How to DIY fix 3 common problems with your homes air conditioning
When your air conditioning suddenly stops working, it may require a professional HVAC engineer or it might be something as simple as a blown fuse or tripped circuit breaker that most customers can attempt a DIY fix.
While many problems with your air conditioning will require a professional HVAC engineer to repair the issue, we find that sometimes a homeowner can fix simple problems with a little troubleshooting.
We have put together the following troubleshooting guide to help you address 3 of the most common problems you may encounter with your air conditioning.
It is important to note that many common problems with air conditioning can be caused by inadequate maintenance.
To help avoid any future issues, we recommend that you get set up on an annual maintenance plan for your heating and cooling systems. For more information about the maintenance plans that we offer at Custom Heating & Cooling please visit our website or contact us today.
1. Your Air Conditioning Won't Turn On
If your air conditioning isn't turning on, first check your unit outside to determine if the condenser unit is running. Make sure that the unit is plugged in and your thermostat is set properly.
It sounds simple, but lower your thermostat 3 to 5 degrees and see if that fixes your problem, and make sure your thermostat is set to cool. Many thermostats are very tricky and homeowners may be able to save themselves time and money by reading the manual.
Then check to see if a blown fuse or tripped circuit breaker is to blame.
If your air conditioning still will not turn on or your coil is frozen, you may have a problem with your motor or compressor and you will need to contact Custom Heating & Cooling to repair your system.
2. Your Air Conditioning Is Not Cooling the Air
If your air conditioning will turn on, and your thermostat is set properly, but your system is not cooling, you may have a dirty or blocked air condenser unit. Your first step is to check the outside unit and clean around it and remove any debris or weeds that are blocking air circulation.
Next, check your indoor unit's filter and make sure it is clean. A lot of times, we find the filter is dirty, and when it restricts the air to the evaporator coil, the coil can freeze. If you have pets or run your a/c often, you may need to change your filter more frequently. A good test is to pull your filter out and check if you can see through it.
If your air conditioning is still not cooling air, you may have a problem with your compressor or refrigerant and will need to contact Custom Heating & Cooling.

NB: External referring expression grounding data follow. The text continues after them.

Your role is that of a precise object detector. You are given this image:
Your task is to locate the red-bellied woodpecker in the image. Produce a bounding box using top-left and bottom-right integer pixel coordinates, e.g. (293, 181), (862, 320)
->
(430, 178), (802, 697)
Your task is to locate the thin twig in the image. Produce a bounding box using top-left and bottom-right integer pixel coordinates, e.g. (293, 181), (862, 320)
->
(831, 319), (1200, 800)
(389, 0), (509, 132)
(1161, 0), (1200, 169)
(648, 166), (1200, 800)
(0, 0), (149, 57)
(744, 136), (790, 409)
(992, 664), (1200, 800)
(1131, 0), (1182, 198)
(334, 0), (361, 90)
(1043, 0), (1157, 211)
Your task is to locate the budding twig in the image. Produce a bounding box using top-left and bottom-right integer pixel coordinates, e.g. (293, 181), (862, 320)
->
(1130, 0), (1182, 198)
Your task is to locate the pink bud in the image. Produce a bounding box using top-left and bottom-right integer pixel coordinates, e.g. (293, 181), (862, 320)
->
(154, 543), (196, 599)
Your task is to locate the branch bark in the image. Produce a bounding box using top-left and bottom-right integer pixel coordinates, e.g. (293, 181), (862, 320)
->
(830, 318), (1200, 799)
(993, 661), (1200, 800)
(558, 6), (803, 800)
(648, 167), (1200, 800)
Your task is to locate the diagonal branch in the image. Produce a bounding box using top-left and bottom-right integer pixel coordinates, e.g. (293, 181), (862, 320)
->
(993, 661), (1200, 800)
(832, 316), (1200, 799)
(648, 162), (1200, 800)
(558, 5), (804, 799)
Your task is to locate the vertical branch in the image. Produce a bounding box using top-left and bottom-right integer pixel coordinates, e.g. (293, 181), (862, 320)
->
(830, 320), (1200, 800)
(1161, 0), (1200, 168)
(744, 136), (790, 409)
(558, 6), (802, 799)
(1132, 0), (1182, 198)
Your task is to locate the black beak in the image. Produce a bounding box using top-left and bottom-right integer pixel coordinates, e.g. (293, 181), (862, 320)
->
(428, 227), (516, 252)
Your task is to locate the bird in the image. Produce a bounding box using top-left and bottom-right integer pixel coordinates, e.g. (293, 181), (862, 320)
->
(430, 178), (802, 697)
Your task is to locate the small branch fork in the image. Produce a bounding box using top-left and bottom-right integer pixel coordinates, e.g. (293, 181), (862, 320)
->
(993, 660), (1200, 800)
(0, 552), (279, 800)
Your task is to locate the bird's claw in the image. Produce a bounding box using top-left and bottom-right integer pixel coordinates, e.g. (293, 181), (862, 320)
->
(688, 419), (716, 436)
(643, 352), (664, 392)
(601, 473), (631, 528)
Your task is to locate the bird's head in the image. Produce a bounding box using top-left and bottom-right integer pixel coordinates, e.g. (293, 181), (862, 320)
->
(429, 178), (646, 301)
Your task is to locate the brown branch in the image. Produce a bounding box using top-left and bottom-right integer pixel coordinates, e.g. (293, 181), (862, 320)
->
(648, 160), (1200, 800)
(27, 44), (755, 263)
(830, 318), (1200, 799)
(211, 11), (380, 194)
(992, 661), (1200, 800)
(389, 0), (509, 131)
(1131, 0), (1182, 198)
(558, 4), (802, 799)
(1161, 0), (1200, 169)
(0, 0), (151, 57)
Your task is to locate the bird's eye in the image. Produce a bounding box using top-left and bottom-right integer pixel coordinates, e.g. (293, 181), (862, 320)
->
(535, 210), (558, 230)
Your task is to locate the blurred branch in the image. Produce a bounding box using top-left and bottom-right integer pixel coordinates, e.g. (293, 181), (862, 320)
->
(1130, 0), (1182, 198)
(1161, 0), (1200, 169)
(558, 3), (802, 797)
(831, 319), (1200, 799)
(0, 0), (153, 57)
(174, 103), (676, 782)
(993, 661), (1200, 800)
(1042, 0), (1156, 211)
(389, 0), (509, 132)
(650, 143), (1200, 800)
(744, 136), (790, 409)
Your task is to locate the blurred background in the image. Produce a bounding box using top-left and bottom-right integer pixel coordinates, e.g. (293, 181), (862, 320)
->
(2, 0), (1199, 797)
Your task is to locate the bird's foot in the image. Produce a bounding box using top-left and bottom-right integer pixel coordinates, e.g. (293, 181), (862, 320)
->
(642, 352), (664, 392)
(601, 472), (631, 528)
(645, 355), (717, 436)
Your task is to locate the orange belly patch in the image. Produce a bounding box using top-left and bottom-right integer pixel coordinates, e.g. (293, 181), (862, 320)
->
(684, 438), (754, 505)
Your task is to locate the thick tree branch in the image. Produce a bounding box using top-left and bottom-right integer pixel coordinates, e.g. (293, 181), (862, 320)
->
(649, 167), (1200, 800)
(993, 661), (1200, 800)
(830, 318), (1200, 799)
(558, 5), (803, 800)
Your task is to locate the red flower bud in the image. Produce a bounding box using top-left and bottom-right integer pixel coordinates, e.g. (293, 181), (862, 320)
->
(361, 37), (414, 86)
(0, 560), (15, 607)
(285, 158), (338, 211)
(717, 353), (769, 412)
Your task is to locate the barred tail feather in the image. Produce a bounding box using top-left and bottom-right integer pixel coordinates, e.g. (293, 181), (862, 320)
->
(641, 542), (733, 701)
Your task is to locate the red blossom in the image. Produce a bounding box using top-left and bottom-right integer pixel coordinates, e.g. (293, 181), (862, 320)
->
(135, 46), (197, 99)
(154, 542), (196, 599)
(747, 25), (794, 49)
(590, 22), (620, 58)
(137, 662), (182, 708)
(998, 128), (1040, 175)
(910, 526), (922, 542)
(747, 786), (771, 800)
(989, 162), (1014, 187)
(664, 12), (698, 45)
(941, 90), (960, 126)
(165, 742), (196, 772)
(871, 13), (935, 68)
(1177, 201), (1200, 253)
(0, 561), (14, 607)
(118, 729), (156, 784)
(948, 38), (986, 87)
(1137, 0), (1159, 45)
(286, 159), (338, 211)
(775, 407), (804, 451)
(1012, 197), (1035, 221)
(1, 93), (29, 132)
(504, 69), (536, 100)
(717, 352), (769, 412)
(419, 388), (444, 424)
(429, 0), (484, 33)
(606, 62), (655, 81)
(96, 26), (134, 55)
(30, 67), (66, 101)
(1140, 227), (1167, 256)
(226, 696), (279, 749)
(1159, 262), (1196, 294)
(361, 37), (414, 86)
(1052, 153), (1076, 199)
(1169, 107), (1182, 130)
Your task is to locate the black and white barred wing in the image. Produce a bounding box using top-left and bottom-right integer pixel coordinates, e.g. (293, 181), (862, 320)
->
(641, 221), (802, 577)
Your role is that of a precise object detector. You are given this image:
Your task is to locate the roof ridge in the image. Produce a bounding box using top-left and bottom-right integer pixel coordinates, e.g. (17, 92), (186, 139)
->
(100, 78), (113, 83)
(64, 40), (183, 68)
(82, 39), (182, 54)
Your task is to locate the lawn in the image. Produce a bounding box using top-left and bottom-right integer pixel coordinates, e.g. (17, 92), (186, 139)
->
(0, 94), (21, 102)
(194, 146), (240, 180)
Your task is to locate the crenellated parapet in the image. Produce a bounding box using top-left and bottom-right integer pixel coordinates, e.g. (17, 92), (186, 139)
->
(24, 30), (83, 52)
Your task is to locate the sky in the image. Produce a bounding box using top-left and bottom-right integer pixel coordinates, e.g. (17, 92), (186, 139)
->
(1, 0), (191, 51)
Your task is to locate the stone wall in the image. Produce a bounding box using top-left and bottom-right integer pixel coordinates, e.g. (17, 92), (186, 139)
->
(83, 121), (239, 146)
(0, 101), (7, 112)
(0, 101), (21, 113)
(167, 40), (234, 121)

3. Your Air Conditioning Isn't Adequately Cooling Your Home
If your air conditioning is on and set properly but is still not cooling your home to your expectations, you may have a unit that is not sized appropriately for your home.
Keep in mind that your system should be sized to keep your home cool on the average summer day (20oC to 25oC). The average system should be able to maintain an 11 to 14-degree temperature difference between the outdoor and indoor temperature.

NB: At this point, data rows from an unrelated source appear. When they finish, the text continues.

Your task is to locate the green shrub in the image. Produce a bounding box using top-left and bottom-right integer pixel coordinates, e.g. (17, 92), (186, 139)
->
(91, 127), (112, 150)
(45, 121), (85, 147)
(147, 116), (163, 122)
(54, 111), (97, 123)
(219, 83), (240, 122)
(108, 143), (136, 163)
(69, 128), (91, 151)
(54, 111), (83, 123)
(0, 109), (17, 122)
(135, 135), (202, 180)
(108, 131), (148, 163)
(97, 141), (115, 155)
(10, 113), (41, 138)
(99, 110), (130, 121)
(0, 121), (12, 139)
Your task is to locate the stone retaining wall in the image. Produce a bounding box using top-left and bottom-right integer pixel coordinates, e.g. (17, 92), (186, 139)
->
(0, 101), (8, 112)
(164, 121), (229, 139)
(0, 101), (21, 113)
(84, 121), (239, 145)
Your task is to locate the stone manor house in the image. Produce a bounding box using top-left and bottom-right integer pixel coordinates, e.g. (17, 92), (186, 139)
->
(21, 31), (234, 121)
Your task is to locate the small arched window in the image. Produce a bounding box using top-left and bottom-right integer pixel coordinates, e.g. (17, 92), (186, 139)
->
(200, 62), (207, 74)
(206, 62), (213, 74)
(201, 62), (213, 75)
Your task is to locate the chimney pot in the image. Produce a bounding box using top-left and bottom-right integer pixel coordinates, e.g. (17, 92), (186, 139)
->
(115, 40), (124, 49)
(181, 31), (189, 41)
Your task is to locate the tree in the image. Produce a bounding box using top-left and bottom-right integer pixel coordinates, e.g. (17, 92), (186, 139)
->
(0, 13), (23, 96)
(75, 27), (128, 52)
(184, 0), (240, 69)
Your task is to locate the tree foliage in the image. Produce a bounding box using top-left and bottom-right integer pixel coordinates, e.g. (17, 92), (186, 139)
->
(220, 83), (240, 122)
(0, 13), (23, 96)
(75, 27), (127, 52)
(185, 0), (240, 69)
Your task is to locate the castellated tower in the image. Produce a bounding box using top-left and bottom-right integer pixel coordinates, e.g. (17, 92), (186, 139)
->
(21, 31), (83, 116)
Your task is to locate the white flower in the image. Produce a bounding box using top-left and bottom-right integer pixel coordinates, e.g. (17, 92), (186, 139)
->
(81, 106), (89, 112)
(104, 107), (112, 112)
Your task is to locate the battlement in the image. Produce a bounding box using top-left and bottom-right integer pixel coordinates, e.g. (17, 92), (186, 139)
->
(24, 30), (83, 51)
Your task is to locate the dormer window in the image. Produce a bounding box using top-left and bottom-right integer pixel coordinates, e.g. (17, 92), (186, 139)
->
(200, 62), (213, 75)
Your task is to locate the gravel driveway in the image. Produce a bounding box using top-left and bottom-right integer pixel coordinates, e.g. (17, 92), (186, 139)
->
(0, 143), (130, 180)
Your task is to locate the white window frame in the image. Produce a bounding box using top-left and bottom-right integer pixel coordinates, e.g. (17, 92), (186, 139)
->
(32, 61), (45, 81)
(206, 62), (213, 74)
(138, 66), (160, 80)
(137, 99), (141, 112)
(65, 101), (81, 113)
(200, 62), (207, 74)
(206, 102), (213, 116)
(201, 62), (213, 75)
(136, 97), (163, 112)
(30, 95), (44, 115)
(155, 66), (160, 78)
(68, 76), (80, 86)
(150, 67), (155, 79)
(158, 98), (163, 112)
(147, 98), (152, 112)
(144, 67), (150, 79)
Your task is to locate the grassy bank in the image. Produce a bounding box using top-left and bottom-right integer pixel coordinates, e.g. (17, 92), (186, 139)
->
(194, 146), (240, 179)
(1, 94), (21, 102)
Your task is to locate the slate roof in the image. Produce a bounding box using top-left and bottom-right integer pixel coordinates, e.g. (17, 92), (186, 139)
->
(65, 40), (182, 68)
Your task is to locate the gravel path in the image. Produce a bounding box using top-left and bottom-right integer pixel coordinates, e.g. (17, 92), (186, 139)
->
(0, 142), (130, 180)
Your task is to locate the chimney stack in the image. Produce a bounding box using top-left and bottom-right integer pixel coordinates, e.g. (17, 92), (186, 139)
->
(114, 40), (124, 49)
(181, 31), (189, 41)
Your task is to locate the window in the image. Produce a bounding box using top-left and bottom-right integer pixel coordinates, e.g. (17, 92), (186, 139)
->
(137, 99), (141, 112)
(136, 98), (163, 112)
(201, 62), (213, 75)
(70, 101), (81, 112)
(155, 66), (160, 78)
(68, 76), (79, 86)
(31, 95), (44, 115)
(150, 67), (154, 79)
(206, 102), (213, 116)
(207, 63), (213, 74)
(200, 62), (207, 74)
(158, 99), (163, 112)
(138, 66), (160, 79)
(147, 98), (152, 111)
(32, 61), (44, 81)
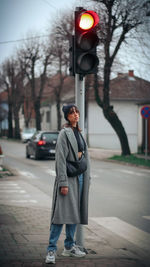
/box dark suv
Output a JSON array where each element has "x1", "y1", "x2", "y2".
[{"x1": 26, "y1": 131, "x2": 59, "y2": 160}]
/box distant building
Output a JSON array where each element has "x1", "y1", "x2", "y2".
[{"x1": 87, "y1": 70, "x2": 150, "y2": 153}]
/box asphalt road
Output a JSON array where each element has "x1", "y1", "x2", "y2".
[{"x1": 1, "y1": 139, "x2": 150, "y2": 234}]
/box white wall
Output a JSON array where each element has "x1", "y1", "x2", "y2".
[
  {"x1": 40, "y1": 104, "x2": 63, "y2": 131},
  {"x1": 51, "y1": 105, "x2": 58, "y2": 130},
  {"x1": 40, "y1": 106, "x2": 51, "y2": 131},
  {"x1": 19, "y1": 108, "x2": 24, "y2": 130},
  {"x1": 40, "y1": 100, "x2": 140, "y2": 153},
  {"x1": 88, "y1": 101, "x2": 138, "y2": 153}
]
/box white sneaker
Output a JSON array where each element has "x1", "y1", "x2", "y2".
[
  {"x1": 45, "y1": 251, "x2": 56, "y2": 264},
  {"x1": 62, "y1": 245, "x2": 86, "y2": 257}
]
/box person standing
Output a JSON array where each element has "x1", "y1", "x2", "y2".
[{"x1": 45, "y1": 104, "x2": 91, "y2": 264}]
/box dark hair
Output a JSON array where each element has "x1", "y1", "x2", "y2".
[
  {"x1": 62, "y1": 104, "x2": 81, "y2": 131},
  {"x1": 63, "y1": 121, "x2": 81, "y2": 132}
]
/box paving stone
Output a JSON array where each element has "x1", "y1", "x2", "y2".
[{"x1": 0, "y1": 198, "x2": 148, "y2": 267}]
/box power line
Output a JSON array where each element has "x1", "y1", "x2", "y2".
[
  {"x1": 42, "y1": 0, "x2": 56, "y2": 9},
  {"x1": 0, "y1": 35, "x2": 50, "y2": 45}
]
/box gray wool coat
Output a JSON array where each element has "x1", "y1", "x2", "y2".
[{"x1": 50, "y1": 127, "x2": 91, "y2": 225}]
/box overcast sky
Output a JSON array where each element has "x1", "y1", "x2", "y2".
[
  {"x1": 0, "y1": 0, "x2": 150, "y2": 81},
  {"x1": 0, "y1": 0, "x2": 76, "y2": 62}
]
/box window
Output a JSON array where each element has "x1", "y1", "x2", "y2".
[
  {"x1": 46, "y1": 111, "x2": 50, "y2": 123},
  {"x1": 42, "y1": 132, "x2": 59, "y2": 142}
]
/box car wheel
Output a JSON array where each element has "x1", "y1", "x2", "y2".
[
  {"x1": 34, "y1": 149, "x2": 40, "y2": 160},
  {"x1": 26, "y1": 148, "x2": 30, "y2": 159}
]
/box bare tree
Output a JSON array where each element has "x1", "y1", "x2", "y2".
[
  {"x1": 17, "y1": 35, "x2": 52, "y2": 130},
  {"x1": 13, "y1": 70, "x2": 25, "y2": 139},
  {"x1": 0, "y1": 58, "x2": 25, "y2": 139},
  {"x1": 48, "y1": 12, "x2": 74, "y2": 130},
  {"x1": 0, "y1": 62, "x2": 13, "y2": 138},
  {"x1": 23, "y1": 82, "x2": 33, "y2": 128},
  {"x1": 92, "y1": 0, "x2": 150, "y2": 155},
  {"x1": 0, "y1": 105, "x2": 8, "y2": 136}
]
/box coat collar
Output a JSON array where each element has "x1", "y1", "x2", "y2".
[{"x1": 64, "y1": 127, "x2": 78, "y2": 160}]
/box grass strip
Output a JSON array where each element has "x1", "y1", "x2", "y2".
[{"x1": 109, "y1": 154, "x2": 150, "y2": 168}]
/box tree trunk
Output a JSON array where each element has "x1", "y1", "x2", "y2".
[
  {"x1": 34, "y1": 99, "x2": 41, "y2": 130},
  {"x1": 103, "y1": 62, "x2": 131, "y2": 155},
  {"x1": 25, "y1": 120, "x2": 29, "y2": 128},
  {"x1": 103, "y1": 106, "x2": 131, "y2": 155},
  {"x1": 8, "y1": 102, "x2": 13, "y2": 138},
  {"x1": 24, "y1": 99, "x2": 31, "y2": 128},
  {"x1": 94, "y1": 71, "x2": 131, "y2": 155},
  {"x1": 56, "y1": 98, "x2": 62, "y2": 131},
  {"x1": 14, "y1": 110, "x2": 21, "y2": 139}
]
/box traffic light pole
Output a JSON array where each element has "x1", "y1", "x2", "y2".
[
  {"x1": 75, "y1": 74, "x2": 85, "y2": 135},
  {"x1": 73, "y1": 6, "x2": 99, "y2": 251},
  {"x1": 75, "y1": 73, "x2": 85, "y2": 250}
]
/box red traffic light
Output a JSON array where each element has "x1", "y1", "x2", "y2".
[
  {"x1": 74, "y1": 8, "x2": 100, "y2": 75},
  {"x1": 79, "y1": 10, "x2": 99, "y2": 31}
]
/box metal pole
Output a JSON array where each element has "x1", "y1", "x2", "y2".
[
  {"x1": 145, "y1": 119, "x2": 148, "y2": 160},
  {"x1": 75, "y1": 73, "x2": 85, "y2": 249},
  {"x1": 75, "y1": 74, "x2": 85, "y2": 134}
]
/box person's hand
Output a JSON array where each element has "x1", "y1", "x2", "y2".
[{"x1": 60, "y1": 186, "x2": 68, "y2": 196}]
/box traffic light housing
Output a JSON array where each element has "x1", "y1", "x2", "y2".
[{"x1": 74, "y1": 9, "x2": 99, "y2": 75}]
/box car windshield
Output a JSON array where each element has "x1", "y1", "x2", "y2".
[
  {"x1": 42, "y1": 133, "x2": 58, "y2": 142},
  {"x1": 23, "y1": 128, "x2": 36, "y2": 133}
]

In other words, if we have a heatwave in West Sussex, your air conditioning will struggle to cool you down, as it is not designed to keep your home at or below 20oC when it is 35oC outside.
If it is an average July summers day in Crawley (23oC) and your air conditioning still can't keep up, you may have a problem with the refrigerant charge or a frozen evaporator coil. If you see icing on your outdoor unit, shut it off and call Custom Heating & Cooling.

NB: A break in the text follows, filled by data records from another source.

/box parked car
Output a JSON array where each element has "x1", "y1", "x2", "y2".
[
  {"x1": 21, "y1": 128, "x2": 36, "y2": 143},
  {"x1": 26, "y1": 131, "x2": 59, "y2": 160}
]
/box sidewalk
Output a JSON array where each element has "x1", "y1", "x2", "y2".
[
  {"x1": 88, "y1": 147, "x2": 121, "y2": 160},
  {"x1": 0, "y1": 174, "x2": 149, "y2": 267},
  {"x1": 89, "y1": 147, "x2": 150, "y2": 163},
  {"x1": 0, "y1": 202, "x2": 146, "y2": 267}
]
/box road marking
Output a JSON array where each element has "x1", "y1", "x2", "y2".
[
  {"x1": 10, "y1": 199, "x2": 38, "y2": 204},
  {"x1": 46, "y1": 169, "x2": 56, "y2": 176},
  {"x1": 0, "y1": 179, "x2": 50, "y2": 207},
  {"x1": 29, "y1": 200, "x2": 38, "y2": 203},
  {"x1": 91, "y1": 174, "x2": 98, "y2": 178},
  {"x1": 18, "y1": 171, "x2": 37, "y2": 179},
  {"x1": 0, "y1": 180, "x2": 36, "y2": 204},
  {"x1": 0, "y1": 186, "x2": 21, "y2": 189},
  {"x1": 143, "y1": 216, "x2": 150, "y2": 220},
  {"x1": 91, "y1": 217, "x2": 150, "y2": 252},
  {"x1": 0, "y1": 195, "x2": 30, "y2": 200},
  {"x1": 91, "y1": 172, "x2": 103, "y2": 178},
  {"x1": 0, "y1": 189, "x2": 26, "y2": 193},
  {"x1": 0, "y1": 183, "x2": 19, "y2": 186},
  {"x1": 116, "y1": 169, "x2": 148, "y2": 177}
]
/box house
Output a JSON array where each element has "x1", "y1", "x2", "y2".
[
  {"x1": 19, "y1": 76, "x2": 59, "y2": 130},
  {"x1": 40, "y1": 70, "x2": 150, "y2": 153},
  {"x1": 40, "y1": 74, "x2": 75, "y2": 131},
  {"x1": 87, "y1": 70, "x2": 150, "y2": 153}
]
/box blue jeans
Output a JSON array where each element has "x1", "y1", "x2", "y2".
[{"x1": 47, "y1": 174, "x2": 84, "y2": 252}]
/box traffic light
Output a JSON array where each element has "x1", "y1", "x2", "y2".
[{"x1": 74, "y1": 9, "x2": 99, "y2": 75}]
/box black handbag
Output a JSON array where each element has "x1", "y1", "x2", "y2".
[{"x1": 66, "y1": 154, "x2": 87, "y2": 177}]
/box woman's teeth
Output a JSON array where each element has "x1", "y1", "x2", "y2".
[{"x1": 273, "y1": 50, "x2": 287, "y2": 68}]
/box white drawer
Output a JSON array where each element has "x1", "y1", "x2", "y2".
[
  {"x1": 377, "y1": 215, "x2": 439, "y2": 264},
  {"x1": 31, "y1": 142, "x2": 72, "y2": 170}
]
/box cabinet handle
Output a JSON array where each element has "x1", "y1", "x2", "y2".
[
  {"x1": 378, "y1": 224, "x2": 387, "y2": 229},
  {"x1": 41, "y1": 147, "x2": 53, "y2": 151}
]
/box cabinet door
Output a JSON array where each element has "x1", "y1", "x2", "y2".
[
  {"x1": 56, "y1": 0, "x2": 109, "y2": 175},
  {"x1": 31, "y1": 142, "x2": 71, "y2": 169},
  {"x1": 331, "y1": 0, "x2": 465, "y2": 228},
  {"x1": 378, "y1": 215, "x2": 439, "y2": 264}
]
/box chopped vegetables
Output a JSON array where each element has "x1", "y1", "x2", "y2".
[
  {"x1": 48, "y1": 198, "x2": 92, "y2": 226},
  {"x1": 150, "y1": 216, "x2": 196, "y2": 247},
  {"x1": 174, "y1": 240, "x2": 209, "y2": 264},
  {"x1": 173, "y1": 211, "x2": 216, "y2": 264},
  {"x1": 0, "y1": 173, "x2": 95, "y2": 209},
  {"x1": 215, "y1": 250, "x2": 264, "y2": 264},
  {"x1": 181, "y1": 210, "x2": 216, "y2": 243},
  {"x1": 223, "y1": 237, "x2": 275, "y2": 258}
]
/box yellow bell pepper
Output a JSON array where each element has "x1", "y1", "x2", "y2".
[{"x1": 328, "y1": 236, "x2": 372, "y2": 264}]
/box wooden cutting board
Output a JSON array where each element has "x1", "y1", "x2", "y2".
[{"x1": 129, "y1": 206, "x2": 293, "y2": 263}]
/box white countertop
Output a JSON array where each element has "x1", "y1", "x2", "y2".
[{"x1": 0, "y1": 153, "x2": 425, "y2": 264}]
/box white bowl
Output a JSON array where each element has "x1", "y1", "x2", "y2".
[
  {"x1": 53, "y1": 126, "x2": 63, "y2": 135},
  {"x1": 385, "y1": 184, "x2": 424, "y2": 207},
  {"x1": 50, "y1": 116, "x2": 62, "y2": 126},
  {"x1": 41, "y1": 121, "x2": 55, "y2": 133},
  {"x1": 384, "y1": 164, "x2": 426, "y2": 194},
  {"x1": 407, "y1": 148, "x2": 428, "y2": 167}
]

Setting your Air Conditioning lower than 21oC in cooling mode is normally regarded as too cold and is generally a waste of electricity in trying to cool the room this cold, likewise trying to heat a room to higher than 24oC is generally a waste of electricity,
In my experience, I've found on average that most people set their home thermostat to approx 22oC
I also recommend that you never set the Air Conditioning to the lowest cooling setting (generally 18oC) this is far too cold for a home or office environment and likewise you should never set the temperature to the highest heating setting (generally 30oC) both of these simply waste electricity.